Pandas is the nigh pop data manipulation package in Python, and DataFrames are the Pandas data type for storing tabular second data.
- Load CSV files to Python Pandas
- i. File Extensions and File Types
- 2. Data Representation in CSV files
- Other Delimiters / Separators – TSV files
- Delimiters in Text Fields – Quotechar
- 3. Python – Paths, Folders, Files
- Finding your Python Path
- File Loading: Accented and Relative Paths
- 4. Pandas CSV File Loading Errors
- Advanced Read CSV Files
- Specifying Data Types
- Skipping and Picking Rows and Columns From File
- Custom Missing Value Symbols
- CSV Format Advantages and Disadvantages
- Additional Reading
Load CSV files to Python Pandas
The basic process of loading data from a CSV file into a Pandas DataFrame (with all going well) is achieved using the "read_csv" function in Pandas:
# Load the Pandas libraries with allonym 'pd' import pandas as pd # Read data from file 'filename.csv' # (in the same directory that your python process is based) # Command delimiters, rows, cavalcade names with read_csv (see after) data = pd.read_csv("filename.csv") # Preview the first v lines of the loaded data data.head()

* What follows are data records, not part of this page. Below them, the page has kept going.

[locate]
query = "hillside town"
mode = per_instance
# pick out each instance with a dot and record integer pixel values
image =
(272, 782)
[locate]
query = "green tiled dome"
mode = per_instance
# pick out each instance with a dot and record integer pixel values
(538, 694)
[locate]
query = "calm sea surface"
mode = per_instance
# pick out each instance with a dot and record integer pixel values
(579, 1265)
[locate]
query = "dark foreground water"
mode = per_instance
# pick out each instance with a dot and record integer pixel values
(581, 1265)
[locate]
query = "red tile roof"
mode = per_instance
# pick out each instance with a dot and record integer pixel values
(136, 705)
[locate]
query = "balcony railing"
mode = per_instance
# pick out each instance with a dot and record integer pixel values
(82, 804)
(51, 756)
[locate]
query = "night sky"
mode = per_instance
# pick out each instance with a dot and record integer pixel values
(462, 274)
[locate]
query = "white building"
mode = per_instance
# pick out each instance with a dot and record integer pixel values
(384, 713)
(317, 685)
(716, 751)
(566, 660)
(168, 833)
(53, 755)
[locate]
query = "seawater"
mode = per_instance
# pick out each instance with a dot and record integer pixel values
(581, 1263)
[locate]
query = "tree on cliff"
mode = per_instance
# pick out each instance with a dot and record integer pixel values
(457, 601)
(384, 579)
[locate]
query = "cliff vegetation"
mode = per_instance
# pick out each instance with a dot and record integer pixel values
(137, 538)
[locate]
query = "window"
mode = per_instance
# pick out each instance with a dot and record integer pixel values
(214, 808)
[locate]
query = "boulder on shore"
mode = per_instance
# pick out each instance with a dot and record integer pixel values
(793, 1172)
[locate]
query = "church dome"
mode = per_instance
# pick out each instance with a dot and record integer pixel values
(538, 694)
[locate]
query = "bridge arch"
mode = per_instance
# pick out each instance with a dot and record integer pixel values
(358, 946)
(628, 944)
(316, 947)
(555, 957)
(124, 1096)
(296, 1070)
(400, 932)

While this lawmaking seems uncomplicated, an understanding of three fundamental concepts is required to fully grasp and debug the functioning of the data loading process if you lot run across bug:
- Agreement file extensions and file types – what do the messages CSV actually mean? What's the departure between a .csv file and a .txt file?

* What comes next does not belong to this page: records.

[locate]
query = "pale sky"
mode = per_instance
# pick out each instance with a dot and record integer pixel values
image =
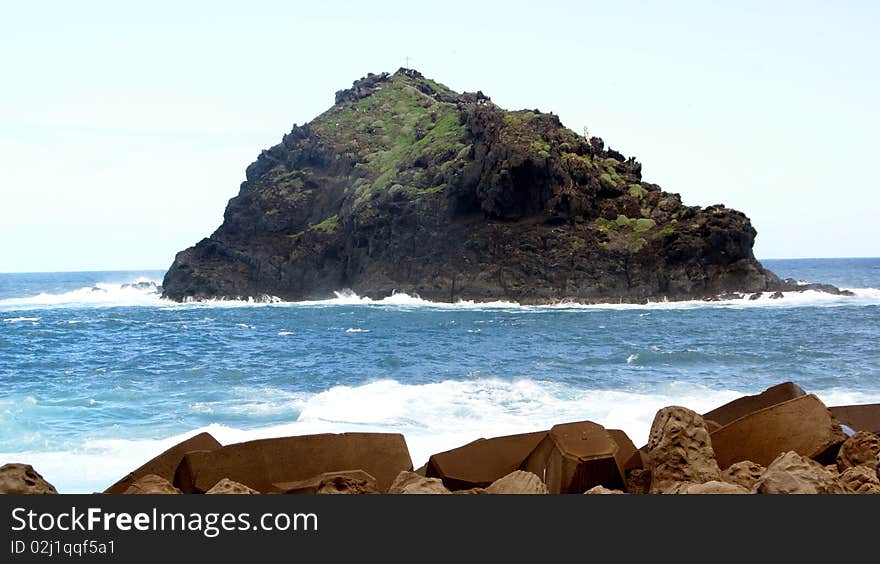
(126, 127)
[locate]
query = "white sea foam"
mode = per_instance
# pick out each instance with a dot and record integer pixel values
(111, 294)
(863, 296)
(433, 418)
(102, 294)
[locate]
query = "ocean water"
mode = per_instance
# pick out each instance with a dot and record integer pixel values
(96, 377)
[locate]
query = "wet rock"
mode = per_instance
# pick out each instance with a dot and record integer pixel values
(791, 473)
(679, 450)
(412, 483)
(351, 478)
(714, 487)
(166, 464)
(151, 484)
(638, 481)
(230, 487)
(602, 490)
(518, 482)
(861, 480)
(861, 448)
(346, 485)
(745, 474)
(859, 417)
(481, 462)
(480, 491)
(574, 457)
(261, 464)
(16, 478)
(745, 405)
(803, 425)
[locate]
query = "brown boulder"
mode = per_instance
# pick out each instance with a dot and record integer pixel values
(862, 448)
(412, 483)
(803, 425)
(861, 479)
(574, 457)
(792, 473)
(679, 450)
(518, 482)
(627, 453)
(346, 485)
(471, 491)
(638, 481)
(230, 487)
(715, 487)
(151, 484)
(730, 412)
(18, 478)
(262, 463)
(313, 484)
(481, 462)
(602, 490)
(165, 464)
(859, 417)
(745, 474)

- Understanding how information is represented inside CSV files – if you open a CSV file, what does the data actually look like?

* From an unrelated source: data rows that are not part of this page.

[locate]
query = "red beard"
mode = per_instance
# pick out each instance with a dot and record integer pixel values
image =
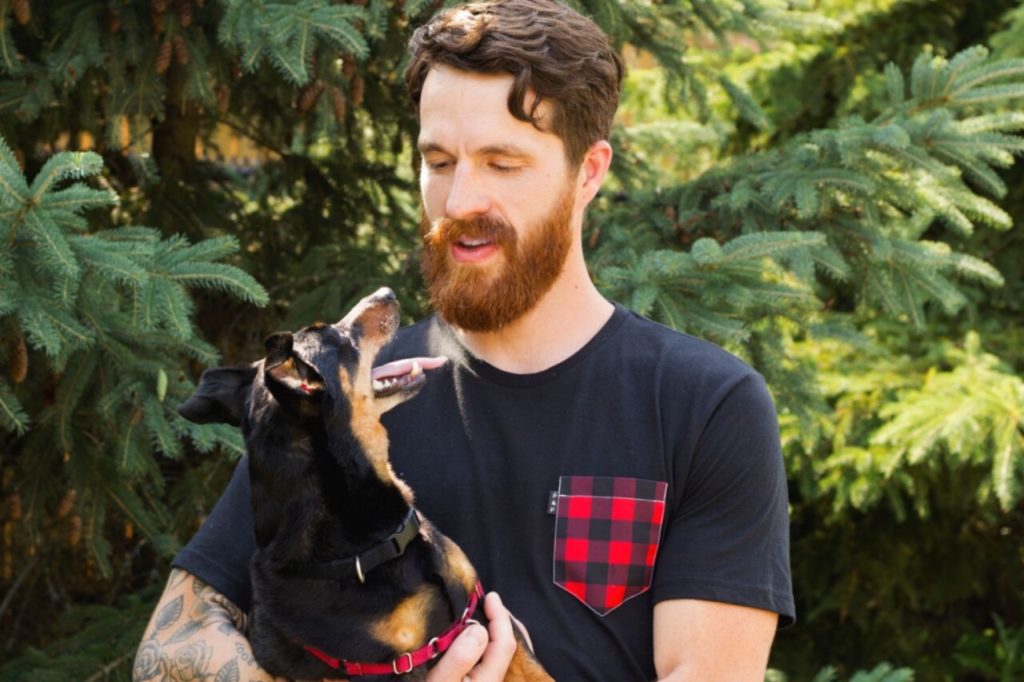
(487, 298)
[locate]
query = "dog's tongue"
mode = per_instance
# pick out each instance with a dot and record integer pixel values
(408, 366)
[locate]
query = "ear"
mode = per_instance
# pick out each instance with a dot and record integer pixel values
(220, 396)
(592, 171)
(279, 348)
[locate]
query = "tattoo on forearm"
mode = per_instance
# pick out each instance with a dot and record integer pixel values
(174, 648)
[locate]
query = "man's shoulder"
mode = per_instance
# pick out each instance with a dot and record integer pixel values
(648, 341)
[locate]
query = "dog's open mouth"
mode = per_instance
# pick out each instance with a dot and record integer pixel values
(401, 376)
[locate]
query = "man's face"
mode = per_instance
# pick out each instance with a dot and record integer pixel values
(499, 206)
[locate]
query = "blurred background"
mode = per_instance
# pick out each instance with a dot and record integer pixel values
(825, 187)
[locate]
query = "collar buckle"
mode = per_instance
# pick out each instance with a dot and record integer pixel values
(408, 659)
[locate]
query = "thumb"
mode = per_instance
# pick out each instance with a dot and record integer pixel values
(461, 656)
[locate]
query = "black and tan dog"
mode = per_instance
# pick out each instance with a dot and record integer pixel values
(347, 578)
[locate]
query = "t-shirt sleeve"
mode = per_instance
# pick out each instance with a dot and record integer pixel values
(727, 535)
(219, 553)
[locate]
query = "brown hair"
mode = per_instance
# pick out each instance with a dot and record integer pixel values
(561, 55)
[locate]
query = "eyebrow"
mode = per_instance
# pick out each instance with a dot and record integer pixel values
(489, 150)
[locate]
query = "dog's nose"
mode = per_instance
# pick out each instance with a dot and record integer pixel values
(386, 294)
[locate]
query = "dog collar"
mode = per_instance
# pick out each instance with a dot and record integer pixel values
(359, 565)
(411, 659)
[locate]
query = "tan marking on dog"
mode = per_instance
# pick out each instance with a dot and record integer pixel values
(366, 424)
(404, 629)
(462, 570)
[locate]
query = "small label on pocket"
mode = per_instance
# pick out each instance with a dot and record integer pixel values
(607, 529)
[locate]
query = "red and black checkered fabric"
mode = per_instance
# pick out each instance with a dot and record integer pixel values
(606, 535)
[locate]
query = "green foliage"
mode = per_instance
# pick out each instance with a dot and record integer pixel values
(90, 634)
(94, 323)
(995, 653)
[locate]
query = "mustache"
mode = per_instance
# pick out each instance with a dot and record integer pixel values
(483, 227)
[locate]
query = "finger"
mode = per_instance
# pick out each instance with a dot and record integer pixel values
(502, 646)
(461, 656)
(522, 632)
(403, 366)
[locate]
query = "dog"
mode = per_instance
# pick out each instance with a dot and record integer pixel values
(348, 579)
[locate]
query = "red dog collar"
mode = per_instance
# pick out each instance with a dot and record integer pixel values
(411, 659)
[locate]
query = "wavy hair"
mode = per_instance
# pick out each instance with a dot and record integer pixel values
(550, 50)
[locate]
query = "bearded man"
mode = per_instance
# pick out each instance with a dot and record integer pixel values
(619, 483)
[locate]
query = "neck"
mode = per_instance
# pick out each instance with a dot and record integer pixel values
(568, 315)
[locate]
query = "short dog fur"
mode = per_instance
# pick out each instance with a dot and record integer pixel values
(323, 489)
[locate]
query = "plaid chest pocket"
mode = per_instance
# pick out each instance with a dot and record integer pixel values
(606, 536)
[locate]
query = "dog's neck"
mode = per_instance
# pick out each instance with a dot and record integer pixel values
(292, 462)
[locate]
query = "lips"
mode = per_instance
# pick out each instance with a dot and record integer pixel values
(467, 250)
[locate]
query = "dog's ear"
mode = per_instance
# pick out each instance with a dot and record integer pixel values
(220, 396)
(285, 370)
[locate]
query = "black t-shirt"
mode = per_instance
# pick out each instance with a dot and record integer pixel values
(643, 468)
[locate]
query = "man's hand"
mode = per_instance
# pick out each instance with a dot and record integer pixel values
(479, 654)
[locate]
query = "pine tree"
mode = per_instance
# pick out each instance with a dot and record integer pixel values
(843, 224)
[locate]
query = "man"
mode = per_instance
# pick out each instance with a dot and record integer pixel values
(620, 484)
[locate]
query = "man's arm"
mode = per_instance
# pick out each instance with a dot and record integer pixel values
(196, 633)
(712, 641)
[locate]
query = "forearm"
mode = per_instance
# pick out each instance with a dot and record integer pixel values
(195, 633)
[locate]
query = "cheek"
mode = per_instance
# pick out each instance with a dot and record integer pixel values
(433, 188)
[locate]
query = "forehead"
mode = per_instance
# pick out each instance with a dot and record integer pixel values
(461, 110)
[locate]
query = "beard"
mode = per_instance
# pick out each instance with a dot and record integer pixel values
(486, 298)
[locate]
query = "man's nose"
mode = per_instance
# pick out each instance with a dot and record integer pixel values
(467, 197)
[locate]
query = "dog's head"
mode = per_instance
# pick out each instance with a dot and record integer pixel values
(304, 370)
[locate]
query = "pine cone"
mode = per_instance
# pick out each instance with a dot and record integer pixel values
(18, 369)
(8, 561)
(164, 57)
(14, 506)
(67, 503)
(183, 9)
(75, 530)
(358, 87)
(23, 10)
(180, 49)
(309, 95)
(223, 97)
(338, 103)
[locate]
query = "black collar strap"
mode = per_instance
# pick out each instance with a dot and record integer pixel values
(359, 565)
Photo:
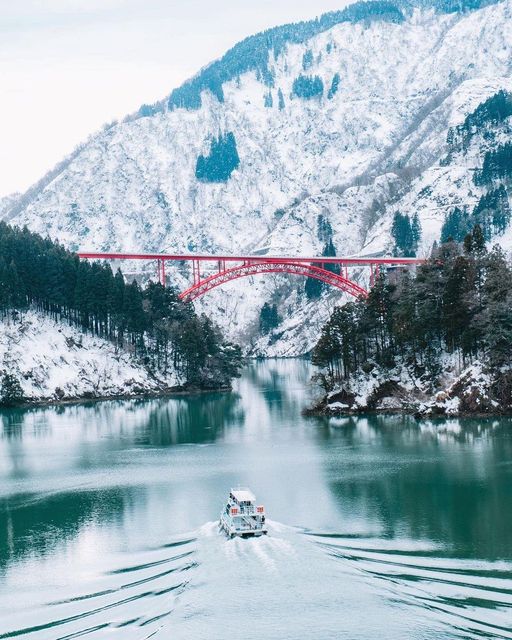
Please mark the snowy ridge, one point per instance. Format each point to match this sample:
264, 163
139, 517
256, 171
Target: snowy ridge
356, 157
461, 391
56, 362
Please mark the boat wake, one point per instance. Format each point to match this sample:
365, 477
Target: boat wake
197, 584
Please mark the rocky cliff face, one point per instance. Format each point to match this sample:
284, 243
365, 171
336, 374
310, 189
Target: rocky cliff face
334, 125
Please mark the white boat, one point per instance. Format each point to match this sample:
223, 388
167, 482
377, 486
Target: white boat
241, 516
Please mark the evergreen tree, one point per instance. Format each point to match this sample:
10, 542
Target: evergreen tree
221, 161
334, 86
405, 235
308, 87
313, 288
269, 318
307, 59
280, 98
456, 225
11, 393
329, 251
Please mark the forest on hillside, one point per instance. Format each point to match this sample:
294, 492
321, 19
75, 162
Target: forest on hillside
151, 322
459, 302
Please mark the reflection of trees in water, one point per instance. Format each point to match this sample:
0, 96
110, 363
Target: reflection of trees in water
176, 419
283, 383
200, 418
450, 482
34, 525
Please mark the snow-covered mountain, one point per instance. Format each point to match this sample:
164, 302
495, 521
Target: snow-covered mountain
56, 362
343, 120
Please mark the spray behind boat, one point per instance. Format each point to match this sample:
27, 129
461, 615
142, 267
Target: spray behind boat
241, 516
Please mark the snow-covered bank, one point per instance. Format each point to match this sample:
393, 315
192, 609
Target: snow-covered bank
468, 391
54, 362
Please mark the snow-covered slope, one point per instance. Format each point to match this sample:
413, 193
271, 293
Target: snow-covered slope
53, 361
353, 156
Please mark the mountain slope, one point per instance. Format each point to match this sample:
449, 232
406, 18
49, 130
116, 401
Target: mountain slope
343, 120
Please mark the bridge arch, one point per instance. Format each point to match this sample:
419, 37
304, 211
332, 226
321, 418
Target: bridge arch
204, 285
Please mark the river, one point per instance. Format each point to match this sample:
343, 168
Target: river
380, 526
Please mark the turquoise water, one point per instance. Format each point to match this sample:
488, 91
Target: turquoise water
380, 526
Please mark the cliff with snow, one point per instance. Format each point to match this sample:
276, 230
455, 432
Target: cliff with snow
55, 362
344, 120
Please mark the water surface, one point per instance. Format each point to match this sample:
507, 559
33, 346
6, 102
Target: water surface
380, 526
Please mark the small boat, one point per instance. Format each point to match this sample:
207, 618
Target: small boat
241, 516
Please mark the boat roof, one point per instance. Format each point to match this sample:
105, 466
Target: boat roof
243, 495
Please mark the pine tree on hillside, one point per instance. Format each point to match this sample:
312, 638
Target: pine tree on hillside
269, 318
405, 234
457, 225
280, 99
11, 393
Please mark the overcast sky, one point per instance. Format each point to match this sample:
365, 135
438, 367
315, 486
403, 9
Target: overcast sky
69, 66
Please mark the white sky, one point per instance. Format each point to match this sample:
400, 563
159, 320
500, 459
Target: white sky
69, 66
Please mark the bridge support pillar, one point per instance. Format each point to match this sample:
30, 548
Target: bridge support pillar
161, 272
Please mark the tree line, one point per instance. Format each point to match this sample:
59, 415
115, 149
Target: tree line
459, 301
151, 321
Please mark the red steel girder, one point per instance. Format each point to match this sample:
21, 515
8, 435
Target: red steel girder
255, 268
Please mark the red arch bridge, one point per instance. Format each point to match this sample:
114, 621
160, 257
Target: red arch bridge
211, 271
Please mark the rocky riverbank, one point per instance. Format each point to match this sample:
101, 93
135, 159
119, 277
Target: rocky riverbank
467, 391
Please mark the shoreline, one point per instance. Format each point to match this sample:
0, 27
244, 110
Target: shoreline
171, 392
405, 411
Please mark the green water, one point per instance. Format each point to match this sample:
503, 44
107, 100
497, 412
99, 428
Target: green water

- Agreement the Python path and how to reference a file – what is the absolute and relative path to the file you are loading? What directory are you working in?
- CSV data formats and errors – common errors with the function.
Each of these topics is discussed below, and we finish this tutorial past looking at some more avant-garde CSV loading mechanisms and giving some broad advantages and disadvantages of the CSV format.
ane. File Extensions and File Types
The start step to working with comma-separated-value (CSV) files is understanding the concept of file types and file extensions.
- Information is stored on your computer in private "files", or containers, each with a different name.
- Each file contains data of different types – the internals of a Word certificate is quite different from the internals of an image.
- Computers determine how to read files using the "file extension", that is the code that follows the dot (".") in the filename.
- So, a filename is typically in the class "<random proper name>.<file extension>". Examples:
- project1.DOCX – a Microsoft Word file called Project1.
- shanes_file.TXT – a elementary text file chosen shanes_file
- IMG_5673.JPG – An paradigm file called IMG_5673.
- Other well known file types and extensions include: XLSX: Excel, PDF: Portable Certificate Format, PNG – images, Zip – compressed file format, GIF – animation, MPEG – video, MP3 – music etc. See a complete list of extensions here.
- A CSV file is a file with a ".csv" file extension, e.grand. "data.csv", "super_information.csv". The "CSV" in this case lets the reckoner know that the information contained in the file is in "comma separated value" format, which we'll discuss below.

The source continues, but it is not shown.